Acta Obstet Gynecol Scand. 2009 ;88(1):6-17. PMID: 19140042
Department of Obstetrics and Gynecology, the Institute of Clinical Sciences, Sahlgrenska University Hospital, Goteborg, Sweden. email@example.com
OBJECTIVES: To compare perinatal and maternal outcomes between elective induction of labor versus expectant management of pregnancies at 41 weeks and beyond.
DESIGN: Systematic review and meta-analysis.
METHODS: We searched PubMed, CINAHL, Cochrane Database of Systematic Reviews (CDSR), Database of Abstracts of Reviews of Effectiveness (DARE) and PsycINFO (1980 to November, 2007). Inclusion criteria were systematic reviews and randomized controlled trials comparing elective induction of labor versus expectant management of pregnancies at 41 weeks and beyond. Three or more reviewers independently read and evaluated all selected studies. Data were extracted and analyzed using Review Manager Software.
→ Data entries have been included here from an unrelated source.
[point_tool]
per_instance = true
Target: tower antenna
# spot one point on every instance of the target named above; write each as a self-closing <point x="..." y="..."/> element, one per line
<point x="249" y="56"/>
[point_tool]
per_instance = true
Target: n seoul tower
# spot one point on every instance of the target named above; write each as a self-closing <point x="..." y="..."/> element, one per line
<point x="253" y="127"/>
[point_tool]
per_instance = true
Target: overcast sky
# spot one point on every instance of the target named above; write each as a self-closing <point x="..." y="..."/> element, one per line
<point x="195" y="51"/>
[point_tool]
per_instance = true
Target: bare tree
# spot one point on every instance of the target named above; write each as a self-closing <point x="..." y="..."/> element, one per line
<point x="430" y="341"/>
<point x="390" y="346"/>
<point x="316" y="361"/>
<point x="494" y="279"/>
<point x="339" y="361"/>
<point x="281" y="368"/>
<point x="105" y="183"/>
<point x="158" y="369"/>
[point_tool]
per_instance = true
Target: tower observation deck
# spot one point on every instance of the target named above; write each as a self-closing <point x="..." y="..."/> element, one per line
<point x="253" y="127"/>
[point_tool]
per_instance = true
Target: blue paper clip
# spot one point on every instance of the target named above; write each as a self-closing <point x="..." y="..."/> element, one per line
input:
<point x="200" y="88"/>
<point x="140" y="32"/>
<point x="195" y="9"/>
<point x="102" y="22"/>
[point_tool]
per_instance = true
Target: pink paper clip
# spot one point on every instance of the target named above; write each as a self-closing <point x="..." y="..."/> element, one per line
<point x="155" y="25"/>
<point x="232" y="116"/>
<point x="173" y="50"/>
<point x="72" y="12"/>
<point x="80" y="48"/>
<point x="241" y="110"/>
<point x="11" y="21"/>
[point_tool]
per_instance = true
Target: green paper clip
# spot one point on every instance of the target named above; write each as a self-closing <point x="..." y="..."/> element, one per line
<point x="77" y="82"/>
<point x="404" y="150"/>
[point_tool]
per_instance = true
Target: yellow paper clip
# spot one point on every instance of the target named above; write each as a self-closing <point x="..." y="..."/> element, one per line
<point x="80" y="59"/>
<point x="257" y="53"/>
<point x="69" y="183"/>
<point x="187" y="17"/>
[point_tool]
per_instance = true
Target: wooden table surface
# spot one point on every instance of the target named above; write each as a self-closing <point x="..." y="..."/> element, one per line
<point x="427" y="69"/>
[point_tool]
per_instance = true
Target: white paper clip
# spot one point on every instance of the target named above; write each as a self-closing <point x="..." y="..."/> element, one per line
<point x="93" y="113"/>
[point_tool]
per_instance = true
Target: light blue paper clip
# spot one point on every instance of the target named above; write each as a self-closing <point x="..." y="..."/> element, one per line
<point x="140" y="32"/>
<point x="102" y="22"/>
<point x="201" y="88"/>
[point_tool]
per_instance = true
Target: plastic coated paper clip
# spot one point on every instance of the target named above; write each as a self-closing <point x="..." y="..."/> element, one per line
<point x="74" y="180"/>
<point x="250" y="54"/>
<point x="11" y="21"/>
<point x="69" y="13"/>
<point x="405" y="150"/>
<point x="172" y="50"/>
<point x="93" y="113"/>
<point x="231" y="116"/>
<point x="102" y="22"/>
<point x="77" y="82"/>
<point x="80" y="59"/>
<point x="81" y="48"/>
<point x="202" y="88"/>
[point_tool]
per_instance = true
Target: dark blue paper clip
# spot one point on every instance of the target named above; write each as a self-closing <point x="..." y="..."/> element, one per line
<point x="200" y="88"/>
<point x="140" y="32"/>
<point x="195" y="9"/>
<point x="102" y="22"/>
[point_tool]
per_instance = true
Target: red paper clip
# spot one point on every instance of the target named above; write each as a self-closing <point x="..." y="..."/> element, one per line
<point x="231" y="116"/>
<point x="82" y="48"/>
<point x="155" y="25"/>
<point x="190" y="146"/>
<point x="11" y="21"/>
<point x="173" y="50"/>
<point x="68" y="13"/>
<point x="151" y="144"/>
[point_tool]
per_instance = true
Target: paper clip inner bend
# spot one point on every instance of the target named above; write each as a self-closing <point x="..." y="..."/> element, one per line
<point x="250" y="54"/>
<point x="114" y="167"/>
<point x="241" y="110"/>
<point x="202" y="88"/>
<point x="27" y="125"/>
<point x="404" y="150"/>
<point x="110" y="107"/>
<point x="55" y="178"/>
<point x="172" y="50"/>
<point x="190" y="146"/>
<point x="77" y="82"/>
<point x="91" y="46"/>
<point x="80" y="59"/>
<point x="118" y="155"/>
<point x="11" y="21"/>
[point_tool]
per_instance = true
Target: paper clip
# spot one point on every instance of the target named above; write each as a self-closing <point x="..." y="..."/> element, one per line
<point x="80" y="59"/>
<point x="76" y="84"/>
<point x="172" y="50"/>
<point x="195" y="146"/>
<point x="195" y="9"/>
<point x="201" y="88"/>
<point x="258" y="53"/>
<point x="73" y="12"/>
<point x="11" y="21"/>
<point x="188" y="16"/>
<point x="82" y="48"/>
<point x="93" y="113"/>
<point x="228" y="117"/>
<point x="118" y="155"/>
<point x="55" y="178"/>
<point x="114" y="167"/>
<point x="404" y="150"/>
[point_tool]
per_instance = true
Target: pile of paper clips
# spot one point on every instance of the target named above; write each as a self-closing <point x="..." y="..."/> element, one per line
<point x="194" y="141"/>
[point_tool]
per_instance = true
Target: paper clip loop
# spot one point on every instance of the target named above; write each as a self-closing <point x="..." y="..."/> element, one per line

MAIN OUTCOME MEASURES: Perinatal mortality.
RESULTS: Thirteen trials fulfilled the inclusion criteria for the meta-analysis. Elective induction of labor was not associated with lower risk of perinatal mortality compared to expectant management (relative risks (RR): 0.33; 95% confidence intervals (CI): 0.10-1.09). Elective induction was associated with a significantly lower rate of meconium aspiration syndrome (RR: 0.43; 95% CI: 0.23-0.79). More women randomized to expectant management were delivered by cesarean section (RR: 0.87; 95% CI: 0.80-0.96).
CONCLUSIONS: The meta-analysis illustrated a problem with rare outcomes such as perinatal mortality. No individual study with adequate sample size has been published, nor would a meta-analysis based on the current literature be sufficient. The optimal management of pregnancies at 41 weeks and beyond is thus unknown.